Как разобрать $ QUERY_STRING из CGI-скрипта bash?

У меня есть скрипт bash, который используется в CGI. CGI устанавливает переменную среды $QUERY_STRING, читая все, что находится после URL-адреса ?. Например, http://example.com?a=123&b=456&c=ok устанавливает QUERY_STRING=a=123&b=456&c=ok.

Где-то я обнаружил следующее безобразие:

b=$(echo "$QUERY_STRING" | sed -n 's/^.*b=\([^&]*\).*$/\1/p' | sed "s/%20/ /g")

который установит $ b к тому, что было найдено в $ QUERY_STRING для b. Однако мой сценарий вырос до десяти входных параметров. Есть ли более простой способ автоматического преобразования параметров в $ QUERY_STRING в переменные среды, используемые bash?

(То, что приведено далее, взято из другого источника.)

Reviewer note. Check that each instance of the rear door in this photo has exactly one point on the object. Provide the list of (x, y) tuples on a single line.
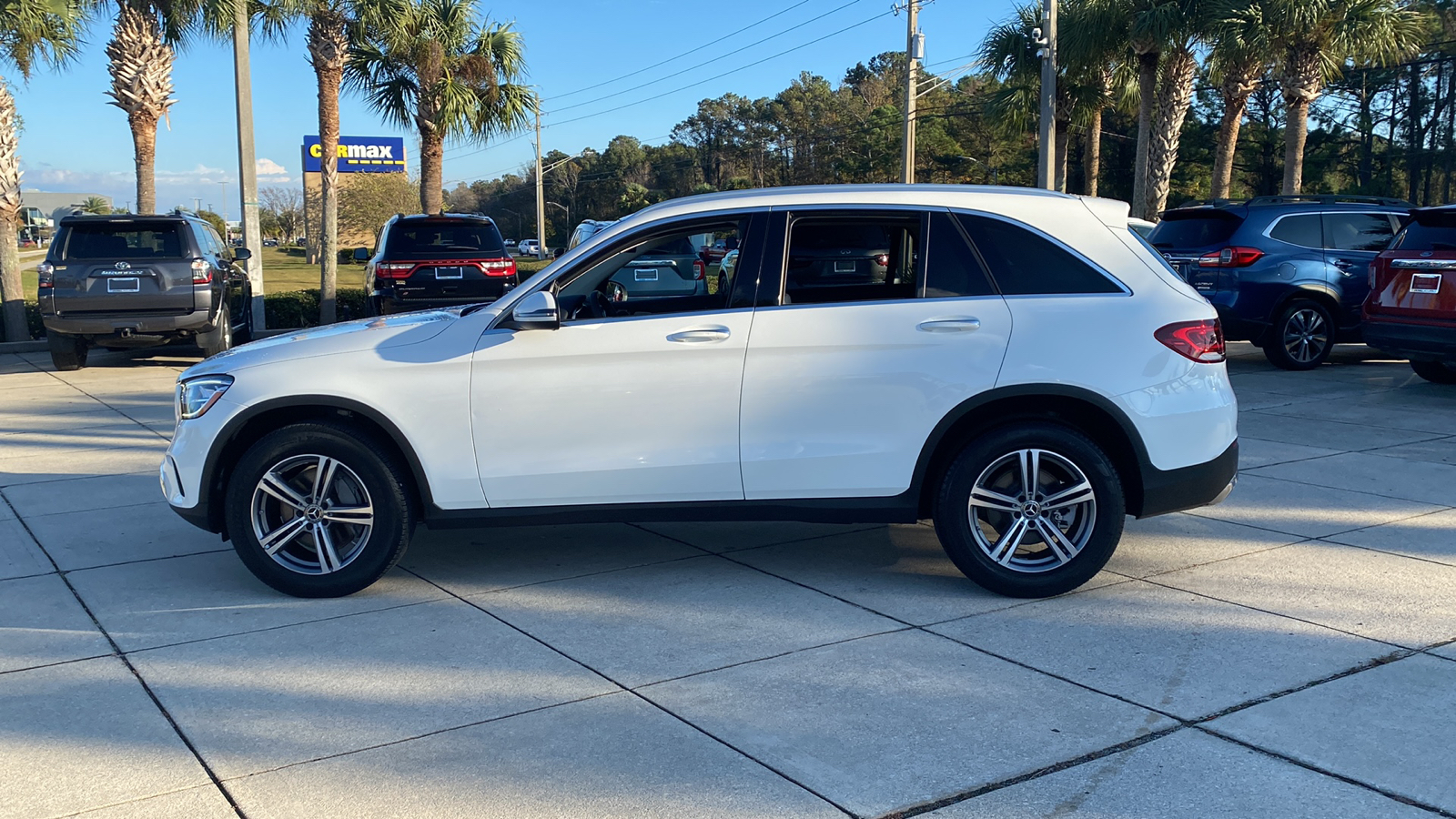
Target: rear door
[(124, 267)]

Возможно, я просто использую цикл for некоторого вида, но было бы еще лучше, если бы скрипт был достаточно умен, чтобы автоматически определять каждый параметр и, возможно, создать массив, который выглядит примерно так:

${parm[a]}=123
${parm[b]}=456
${parm[c]}=ok

Как я мог написать код для этого?

4b9b3361

ОТВЕТЫ

Ответ 1

Попробуйте следующее:

saveIFS=$IFS
IFS='=&'
parm=($QUERY_STRING)
IFS=$saveIFS

Теперь у вас есть это:

parm[0]=a
parm[1]=123
parm[2]=b
parm[3]=456
parm[4]=c
parm[5]=ok

В Bash 4, который имеет ассоциативные массивы, вы можете сделать это (используя массив, созданный выше):

declare -A array
for ((i=0; i<${#parm[@]}; i+=2))
do
    array[${parm[i]}]=${parm[i+1]}
done

который даст вам следующее:

array[a]=123
array[b]=456
array[c]=ok

Edit:

Чтобы использовать косвенное использование в Bash 2 и более поздних версиях (используя массив parm, созданный выше):

for ((i=0; i<${#parm[@]}; i+=2))
do
    declare var_${parm[i]}=${parm[i+1]}
done

Затем вы получите:

var_a=123
var_b=456
var_c=ok

Вы можете получить доступ к ним напрямую:

echo $var_a

или косвенно:

for p in a b c
do
    name="var$p"
    echo ${!name}
done

Если возможно, лучше избегать косвенности, поскольку он может сделать код грязным и быть источником ошибок.

Ответ 2

вы можете сломать $QUERY вниз, используя IFS. Например, установив его на &

$ QUERY="a=123&b=456&c=ok"
$ echo $QUERY
a=123&b=456&c=ok
$ IFS="&"
$ set -- $QUERY
$ echo $1
a=123
$ echo $2
b=456
$ echo $3
c=ok

$ array=([email protected])

$ for i in "${array[@]}"; do IFS="=" ; set -- $i; echo $1 $2; done
a 123
b 456
c ok

И вы можете сохранить хеш-словарь в Bash 4 +

$ declare -A hash
$ for i in "${array[@]}"; do IFS="=" ; set -- $i; hash[$1]=$2; done
$ echo ${hash["b"]}
456

Ответ 3

Пожалуйста, не используйте злой утиль eval.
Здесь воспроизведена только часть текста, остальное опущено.